I faxed my consent form to the cancer center in Charlotte, NC that’s doing the EAP trial for rev/dex. I hope to hear from them soon about it. They said I can have all my tests done here by my local doctor, and would only have to go see them to get my drug supply. That sounded wonderful. I was in a trial in which I was having to drive to UNC about once a week for either an infusion or labs. It was getting stressful for me and I got to a point where I didn’t want to go at all. I suppose if the drug had been working for me, I would have looked forward to going. The hour (plus) drive was just too much. I was spending too much time away from things. I need to get back to my life.
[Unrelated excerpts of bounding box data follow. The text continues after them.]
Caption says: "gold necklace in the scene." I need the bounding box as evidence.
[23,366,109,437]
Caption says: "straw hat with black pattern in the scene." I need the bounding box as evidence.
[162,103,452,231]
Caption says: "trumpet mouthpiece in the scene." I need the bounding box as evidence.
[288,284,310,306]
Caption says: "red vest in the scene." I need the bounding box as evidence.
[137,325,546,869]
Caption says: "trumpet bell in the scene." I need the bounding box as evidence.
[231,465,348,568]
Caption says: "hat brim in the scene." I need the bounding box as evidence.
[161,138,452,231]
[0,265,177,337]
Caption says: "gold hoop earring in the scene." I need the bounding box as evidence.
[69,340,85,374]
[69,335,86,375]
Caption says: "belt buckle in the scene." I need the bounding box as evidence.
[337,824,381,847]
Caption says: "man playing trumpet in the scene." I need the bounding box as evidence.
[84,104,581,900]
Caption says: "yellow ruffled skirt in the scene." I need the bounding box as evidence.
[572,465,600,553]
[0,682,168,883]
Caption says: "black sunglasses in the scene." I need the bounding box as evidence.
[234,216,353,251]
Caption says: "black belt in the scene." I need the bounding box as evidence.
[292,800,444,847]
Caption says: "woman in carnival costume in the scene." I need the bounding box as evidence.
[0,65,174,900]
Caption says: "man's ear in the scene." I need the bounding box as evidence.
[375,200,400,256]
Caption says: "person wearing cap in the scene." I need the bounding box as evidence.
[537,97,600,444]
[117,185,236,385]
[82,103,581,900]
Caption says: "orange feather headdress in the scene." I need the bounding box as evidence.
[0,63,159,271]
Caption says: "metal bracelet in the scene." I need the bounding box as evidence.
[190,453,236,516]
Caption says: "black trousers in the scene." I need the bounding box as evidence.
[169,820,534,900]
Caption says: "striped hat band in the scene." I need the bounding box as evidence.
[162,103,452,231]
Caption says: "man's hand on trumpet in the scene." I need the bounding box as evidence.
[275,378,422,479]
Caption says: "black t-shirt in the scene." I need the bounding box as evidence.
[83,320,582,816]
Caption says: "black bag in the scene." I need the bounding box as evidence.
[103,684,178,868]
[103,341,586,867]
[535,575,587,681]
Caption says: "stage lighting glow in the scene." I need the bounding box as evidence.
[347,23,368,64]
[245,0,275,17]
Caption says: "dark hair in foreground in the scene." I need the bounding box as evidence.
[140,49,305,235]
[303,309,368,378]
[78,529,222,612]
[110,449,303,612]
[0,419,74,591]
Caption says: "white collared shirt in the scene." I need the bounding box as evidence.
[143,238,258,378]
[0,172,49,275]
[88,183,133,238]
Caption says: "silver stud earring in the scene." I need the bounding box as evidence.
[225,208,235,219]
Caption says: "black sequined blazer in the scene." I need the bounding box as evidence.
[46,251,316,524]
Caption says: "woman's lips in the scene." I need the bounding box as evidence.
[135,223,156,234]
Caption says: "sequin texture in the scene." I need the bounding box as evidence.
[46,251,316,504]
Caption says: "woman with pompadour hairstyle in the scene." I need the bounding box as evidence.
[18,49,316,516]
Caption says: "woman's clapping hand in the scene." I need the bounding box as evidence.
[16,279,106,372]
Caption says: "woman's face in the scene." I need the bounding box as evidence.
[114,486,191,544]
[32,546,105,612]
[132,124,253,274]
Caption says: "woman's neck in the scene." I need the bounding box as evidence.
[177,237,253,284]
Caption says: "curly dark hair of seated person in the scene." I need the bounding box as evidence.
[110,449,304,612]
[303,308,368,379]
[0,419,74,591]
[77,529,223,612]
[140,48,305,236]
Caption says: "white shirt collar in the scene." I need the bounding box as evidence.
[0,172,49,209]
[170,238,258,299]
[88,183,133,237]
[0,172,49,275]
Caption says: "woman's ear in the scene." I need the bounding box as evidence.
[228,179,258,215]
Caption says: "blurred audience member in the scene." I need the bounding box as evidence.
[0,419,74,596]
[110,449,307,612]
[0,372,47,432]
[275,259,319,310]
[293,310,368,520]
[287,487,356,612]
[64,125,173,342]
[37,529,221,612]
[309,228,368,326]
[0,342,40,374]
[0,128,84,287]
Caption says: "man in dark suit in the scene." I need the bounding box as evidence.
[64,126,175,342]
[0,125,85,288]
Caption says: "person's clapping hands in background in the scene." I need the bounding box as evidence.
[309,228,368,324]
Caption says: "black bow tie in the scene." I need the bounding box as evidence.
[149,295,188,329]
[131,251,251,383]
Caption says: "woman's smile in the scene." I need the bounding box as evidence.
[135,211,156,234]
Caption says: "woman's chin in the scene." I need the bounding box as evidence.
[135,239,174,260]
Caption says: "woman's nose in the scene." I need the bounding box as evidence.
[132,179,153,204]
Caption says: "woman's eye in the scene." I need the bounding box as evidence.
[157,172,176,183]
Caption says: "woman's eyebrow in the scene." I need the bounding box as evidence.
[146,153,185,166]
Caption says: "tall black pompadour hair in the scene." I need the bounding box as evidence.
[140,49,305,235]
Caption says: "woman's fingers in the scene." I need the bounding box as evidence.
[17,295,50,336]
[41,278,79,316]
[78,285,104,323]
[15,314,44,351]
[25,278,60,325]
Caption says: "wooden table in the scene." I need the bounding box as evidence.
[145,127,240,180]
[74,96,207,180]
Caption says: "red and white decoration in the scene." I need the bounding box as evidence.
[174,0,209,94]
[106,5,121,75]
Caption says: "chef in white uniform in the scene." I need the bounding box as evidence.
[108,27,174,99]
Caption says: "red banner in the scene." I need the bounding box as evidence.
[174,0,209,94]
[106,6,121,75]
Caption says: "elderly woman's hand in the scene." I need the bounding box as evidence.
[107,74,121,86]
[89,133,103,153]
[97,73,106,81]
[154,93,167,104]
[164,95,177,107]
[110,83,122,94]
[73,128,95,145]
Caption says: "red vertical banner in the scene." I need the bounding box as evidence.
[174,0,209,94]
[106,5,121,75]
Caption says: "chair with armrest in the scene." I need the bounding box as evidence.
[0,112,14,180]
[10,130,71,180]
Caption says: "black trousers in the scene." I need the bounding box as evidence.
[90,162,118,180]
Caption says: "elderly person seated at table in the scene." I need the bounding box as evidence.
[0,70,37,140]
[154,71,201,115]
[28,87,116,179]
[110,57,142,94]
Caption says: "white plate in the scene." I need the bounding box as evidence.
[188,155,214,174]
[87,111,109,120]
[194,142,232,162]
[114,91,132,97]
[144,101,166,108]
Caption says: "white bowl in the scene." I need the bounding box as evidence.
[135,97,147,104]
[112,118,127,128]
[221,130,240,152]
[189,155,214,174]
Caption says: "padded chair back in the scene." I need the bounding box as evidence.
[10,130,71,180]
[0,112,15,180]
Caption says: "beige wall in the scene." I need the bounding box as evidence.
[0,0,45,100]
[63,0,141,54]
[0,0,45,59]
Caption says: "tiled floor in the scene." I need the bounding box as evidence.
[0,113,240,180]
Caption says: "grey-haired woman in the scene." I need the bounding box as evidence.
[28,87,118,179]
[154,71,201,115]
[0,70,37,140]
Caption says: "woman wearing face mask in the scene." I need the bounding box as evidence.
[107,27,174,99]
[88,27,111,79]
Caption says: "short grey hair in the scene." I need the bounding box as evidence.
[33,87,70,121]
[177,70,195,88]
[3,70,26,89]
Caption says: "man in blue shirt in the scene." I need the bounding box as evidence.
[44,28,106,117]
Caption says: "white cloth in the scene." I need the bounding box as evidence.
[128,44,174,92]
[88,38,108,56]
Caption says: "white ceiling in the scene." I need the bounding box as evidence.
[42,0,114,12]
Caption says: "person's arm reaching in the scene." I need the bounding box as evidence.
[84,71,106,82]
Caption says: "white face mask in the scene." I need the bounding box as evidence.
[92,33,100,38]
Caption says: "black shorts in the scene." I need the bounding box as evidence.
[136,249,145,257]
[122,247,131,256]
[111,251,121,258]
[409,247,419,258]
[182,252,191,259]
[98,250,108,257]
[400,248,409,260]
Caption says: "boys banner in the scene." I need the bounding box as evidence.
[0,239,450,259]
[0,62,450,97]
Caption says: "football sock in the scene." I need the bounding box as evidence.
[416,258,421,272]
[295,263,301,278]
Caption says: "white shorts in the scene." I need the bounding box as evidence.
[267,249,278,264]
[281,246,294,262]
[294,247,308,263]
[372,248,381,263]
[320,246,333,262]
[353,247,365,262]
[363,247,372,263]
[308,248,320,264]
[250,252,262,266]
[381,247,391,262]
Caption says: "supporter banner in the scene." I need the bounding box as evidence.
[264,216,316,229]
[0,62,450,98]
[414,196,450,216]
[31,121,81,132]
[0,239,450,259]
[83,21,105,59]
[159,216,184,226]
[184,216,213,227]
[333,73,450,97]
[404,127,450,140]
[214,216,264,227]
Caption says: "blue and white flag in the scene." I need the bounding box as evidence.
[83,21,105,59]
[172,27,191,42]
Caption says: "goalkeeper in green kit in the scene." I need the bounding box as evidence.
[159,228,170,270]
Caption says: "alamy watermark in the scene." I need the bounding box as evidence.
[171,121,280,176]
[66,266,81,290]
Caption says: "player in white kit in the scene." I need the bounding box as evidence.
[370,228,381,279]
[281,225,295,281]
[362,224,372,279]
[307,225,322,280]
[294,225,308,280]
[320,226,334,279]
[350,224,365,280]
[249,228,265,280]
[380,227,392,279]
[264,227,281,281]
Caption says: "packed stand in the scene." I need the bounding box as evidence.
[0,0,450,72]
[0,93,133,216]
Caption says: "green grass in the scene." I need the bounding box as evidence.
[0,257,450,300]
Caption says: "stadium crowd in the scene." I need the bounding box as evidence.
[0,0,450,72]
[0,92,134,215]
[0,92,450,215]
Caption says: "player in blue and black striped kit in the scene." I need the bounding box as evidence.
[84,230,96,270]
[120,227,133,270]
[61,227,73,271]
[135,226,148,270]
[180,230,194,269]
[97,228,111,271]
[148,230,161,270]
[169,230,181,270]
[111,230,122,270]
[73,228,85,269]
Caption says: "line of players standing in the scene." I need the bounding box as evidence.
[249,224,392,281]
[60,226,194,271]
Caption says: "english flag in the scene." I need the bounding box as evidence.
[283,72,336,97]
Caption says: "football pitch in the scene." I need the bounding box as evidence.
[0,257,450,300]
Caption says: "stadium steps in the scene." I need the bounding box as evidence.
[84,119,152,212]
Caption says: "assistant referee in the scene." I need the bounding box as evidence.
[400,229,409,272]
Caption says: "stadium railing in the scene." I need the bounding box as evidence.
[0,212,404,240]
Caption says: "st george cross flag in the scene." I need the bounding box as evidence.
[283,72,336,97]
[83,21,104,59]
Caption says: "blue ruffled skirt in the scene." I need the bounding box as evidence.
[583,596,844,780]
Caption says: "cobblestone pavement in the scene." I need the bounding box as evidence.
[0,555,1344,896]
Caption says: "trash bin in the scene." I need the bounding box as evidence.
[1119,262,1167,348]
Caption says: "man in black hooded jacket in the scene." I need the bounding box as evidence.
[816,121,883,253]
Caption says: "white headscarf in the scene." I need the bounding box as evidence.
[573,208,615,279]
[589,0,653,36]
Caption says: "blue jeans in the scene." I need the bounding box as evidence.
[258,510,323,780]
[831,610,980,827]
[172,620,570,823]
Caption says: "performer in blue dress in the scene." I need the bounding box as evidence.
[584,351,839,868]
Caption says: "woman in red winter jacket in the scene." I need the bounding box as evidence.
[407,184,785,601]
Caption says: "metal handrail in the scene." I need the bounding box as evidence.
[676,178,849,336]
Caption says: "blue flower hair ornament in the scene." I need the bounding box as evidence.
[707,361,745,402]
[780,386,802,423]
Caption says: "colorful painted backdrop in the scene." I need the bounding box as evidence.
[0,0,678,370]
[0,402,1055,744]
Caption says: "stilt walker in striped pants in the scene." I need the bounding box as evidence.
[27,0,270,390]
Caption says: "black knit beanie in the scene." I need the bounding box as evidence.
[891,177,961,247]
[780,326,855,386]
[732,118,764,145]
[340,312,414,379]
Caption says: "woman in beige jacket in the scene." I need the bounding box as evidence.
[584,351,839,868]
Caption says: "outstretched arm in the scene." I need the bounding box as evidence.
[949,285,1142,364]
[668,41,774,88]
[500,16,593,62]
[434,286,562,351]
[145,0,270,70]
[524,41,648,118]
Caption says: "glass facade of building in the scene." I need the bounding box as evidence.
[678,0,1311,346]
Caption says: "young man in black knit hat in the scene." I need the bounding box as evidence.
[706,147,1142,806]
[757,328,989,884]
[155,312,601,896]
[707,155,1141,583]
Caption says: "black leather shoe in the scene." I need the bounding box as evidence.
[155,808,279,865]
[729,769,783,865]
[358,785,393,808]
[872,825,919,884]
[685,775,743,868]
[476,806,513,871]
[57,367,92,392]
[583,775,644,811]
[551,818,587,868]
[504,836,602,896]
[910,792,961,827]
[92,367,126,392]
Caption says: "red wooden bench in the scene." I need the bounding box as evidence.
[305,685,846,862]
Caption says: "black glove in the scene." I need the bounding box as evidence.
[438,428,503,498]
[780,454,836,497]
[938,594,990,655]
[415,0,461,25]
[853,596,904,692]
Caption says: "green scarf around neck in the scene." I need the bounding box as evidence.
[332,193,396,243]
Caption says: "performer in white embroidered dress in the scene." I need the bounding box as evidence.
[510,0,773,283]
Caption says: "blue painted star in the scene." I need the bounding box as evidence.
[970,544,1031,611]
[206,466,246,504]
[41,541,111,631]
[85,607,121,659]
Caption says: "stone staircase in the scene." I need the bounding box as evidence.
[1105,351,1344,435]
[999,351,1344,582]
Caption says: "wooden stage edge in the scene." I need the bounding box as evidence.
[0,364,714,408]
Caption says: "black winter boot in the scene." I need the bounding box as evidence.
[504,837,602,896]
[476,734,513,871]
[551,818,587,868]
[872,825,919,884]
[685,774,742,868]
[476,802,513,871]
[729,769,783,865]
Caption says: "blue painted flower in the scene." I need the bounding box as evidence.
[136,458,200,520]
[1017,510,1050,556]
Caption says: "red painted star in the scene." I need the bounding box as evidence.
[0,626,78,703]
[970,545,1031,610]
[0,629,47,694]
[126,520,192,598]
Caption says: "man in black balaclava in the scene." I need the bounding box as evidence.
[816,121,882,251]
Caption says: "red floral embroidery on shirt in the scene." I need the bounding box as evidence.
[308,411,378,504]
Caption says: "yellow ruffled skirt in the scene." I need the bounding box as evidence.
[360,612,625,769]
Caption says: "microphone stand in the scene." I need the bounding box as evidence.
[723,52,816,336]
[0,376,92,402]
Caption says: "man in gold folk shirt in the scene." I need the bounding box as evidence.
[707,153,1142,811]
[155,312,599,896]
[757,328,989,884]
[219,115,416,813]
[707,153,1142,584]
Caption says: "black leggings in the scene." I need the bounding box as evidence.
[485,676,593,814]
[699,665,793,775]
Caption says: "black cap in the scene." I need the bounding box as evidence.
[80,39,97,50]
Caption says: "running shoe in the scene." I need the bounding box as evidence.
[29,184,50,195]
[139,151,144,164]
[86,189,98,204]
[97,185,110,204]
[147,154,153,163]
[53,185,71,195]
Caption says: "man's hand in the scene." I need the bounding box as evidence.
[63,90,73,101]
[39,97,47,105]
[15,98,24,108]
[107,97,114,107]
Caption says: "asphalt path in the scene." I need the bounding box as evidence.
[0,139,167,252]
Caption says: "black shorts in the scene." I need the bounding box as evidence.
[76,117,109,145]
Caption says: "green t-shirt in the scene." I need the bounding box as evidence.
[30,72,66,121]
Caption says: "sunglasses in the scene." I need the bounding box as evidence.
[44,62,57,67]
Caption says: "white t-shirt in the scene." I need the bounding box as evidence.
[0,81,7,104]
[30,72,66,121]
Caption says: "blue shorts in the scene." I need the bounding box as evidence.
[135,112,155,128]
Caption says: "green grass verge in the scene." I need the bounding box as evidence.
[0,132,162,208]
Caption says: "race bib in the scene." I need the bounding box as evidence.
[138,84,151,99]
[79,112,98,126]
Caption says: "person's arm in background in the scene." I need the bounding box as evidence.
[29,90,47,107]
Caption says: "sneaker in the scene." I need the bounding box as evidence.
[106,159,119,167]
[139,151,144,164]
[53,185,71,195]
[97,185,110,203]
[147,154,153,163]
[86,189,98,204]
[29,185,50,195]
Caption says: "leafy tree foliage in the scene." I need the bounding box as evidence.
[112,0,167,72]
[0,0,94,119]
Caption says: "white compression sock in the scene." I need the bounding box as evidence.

Since I feel that the CNTO 328 trial is not working for me, I’ve been thinking about my next treatment step. I’m almost 100% sure that I want to enroll in the Multicenter, Open-Label, Single-Arm, Expanded Access Program For Lenalidomide Plus Dexamethasone In Previously Treated Subjects With Multiple Myeloma. It involves high dose dex, which isn’t very appealing to me. I’d have to take the dex at 40 mg a day for 4 days, with 4 days off, over a period of 16 weeks. That would be the longest I’ve ever been on high dose dex. Revlimid is supposed to be 50 to 100 times stronger than Thalomid, which I took back in 2003. Thalomid worked for me. I think it may have been more the dex though. My response slowed down after I went to just 40 mg dex a week. One thing I’m concerned about is that my MM seemed to have become resistant to dex. Will the high dose dex do more harm than good?

I just know that I need to choose another treatment. I’m weary of having to go for IV treatments, so the pills seem very convenient. I’m tired of being poked. It seems my veins are too. Each time I go, there are multiple attempts to get an IV going. I have one good vein on my left hand, and it has its scars.